Longitudinally Extensive Transverse Myelitis Revealing Systemic Lupus Erythematosus: A Case Report and Literature Review

Abstract

Introduction: The American College of Rheumatology recognizes 19 main forms of Neuropsychiatric Systemic Lupus Erythematosus (NPSLE). Acute confusional states, cerebrovascular disease, peripheral neuropathies and seizure are the most common. We report a rare case of SLE-related myelopathy in teenager girl. Case report: 16 years-old teenager girl, with no previous health history, presented 8 days before her admission, rapidly progressive flaccid tetra paresis with paresthesia and sphincter disturbance. These symptoms were associated to polyarthritis and facial lupus discoid lesion. Spinal MRI objectified Longitudinal Extensive Transverse Myelitis (LETM) to more than 12 vertebral segments. Cerebrospinal Fluid (CSF) showed normal cytology with mild high protein level (0.8 g/l). Immunologic tests went positive to anti-nuclear and anti-DNA antibodies, with negative anti-aquaporin 4 and anti-MOG antibodies. Several infectious serologies went negative. The diagnosis of acute LETM secondary to NPSLE was established.
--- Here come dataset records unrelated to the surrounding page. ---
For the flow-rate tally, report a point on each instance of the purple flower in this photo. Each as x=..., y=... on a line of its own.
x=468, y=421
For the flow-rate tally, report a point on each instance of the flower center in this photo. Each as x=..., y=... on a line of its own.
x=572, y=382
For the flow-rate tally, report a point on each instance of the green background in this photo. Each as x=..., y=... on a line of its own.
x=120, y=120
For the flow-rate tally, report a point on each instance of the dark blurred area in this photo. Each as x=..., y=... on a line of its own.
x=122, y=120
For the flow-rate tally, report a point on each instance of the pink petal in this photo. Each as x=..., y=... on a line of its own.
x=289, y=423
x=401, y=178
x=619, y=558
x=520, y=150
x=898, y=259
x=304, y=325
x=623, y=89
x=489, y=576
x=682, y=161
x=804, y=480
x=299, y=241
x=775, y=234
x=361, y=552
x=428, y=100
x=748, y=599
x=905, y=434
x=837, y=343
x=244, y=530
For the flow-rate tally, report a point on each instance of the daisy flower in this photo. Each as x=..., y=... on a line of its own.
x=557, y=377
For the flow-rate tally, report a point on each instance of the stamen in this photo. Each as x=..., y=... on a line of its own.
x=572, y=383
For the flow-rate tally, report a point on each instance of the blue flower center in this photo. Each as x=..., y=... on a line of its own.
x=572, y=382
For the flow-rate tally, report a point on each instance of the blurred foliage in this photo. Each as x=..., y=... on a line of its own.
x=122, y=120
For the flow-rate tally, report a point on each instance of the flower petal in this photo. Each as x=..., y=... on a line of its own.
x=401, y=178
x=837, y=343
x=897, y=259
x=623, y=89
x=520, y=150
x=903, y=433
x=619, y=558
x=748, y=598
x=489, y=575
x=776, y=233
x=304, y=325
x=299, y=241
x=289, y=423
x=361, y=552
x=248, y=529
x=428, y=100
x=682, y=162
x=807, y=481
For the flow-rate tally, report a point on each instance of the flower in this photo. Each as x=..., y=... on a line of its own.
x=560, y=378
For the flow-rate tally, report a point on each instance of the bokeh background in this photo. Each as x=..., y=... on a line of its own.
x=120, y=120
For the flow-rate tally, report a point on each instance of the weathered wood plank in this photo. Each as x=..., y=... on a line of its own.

The patient was treated by bolus methylprednisolone and cyclphosphamide, relayed by oral prednisolone. The course was favorable with clinical and radiological improvement, apart from sequelar spinal atrophy on the MRI. Discussion: Neuropsychiatric Systemic Lupus Erythematosus (NP SLE) is one of the most challenging forms of SLE, as one-third of patient with NPSLE are primary manifestation of lupus autoimmunity. Lupus myelitis is occurring in 1 to 2% of SLE patients. In above 22% of reported cases, LETM was the revealing syndrome of SLE. Several differential diagnoses cause LETM, and must be eliminated according to clinical peculiarities and adequate para clinical tests (infection, neuromyelitis optica spectrum disorders, Sjogren’s syndrome, paraneoplastic syndrome). Early methyprednisolone bolus and cyclophosphamid have shown better prognosis with sensori-motor and sphincter improvement. Conclusion: LETM may be the initial presentation of NPSLE. The absence of other systemic symptoms makes the diagnosis a real challenge. This went to procession of clinical and biological arguments. Randomized studies should be led, to report clear guidelines concerning therapies and prognosis.